L’UE place depuis longtemps de grands espoirs dans un tel gouvernement, qui reconnaîtrait l’existence d’Israël.
Trouver une solution avec l’Iran
Autre point chaud de l’actualité, le programme nucléaire très controversé de l’Iran. «Il faut tout entreprendre pour trouver une solution négociée», a estimé Mme Calmy-Rey.
Javier Solana, de son côté, a longuement négocié avec Téhéran, mais sans succès jusqu’ici.
Mais les relations bilatérales ont aussi été évoquées lundi à Bruxelles. «Il est important que l’UE s’intéresse à certains domaines de la politique extérieure suisse», a encore indiqué Micheline Calmy-Rey. L’UE travaille souvent très bien avec la Suisse, a souligné Javier Solana. «Dans différents dossiers, elle joue un rôle très particulier, un rôle peut-être méconnu, mais très constructif et positif».

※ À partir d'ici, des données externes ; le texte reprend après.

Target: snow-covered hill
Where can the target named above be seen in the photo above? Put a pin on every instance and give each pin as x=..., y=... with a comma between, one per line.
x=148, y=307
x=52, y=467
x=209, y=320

Quoi qu’il en soit, le Haut représentant de l’UE veut poursuivre le dialogue lors de sa prochaine visite en Suisse, peut-être cette année encore.
swissinfo, Simon Thönen
(Traduction de l’allemand: Isabelle Eichenberger)
Le 9 mai 2006, la Suisse a été élue pour trois ans au Conseil des droits de l’homme de l’ONU.
Elle fait partie des 47 pays représentés dans ce nouvel organe qui a remplacé la Commission des droits de l’homme discréditée.
Fruit d’une initiative Suisse, le conseil se réunit trois fois par an et peut convoquer des réunions d’urgence.
Il y a 370’000 immigrés d’ex-Yougoslavie en Suisse, dont 36% sont Kosovars.
En 2006, l’aide au Kosovo de la Direction du développement et de la coopération (DDC) et du Secrétariat d’Etat à l’économie (seco) devrait atteindre 6,2 millions de francs et le total de l’aide suisse 48,6 millions.
L’armée suisse prend part à la mission de maintien de la paix de l’Otan depuis la fin de la guerre. Elle y restera jusqu’en 2008 mais le parlement doit se prononcer sur une prolongation.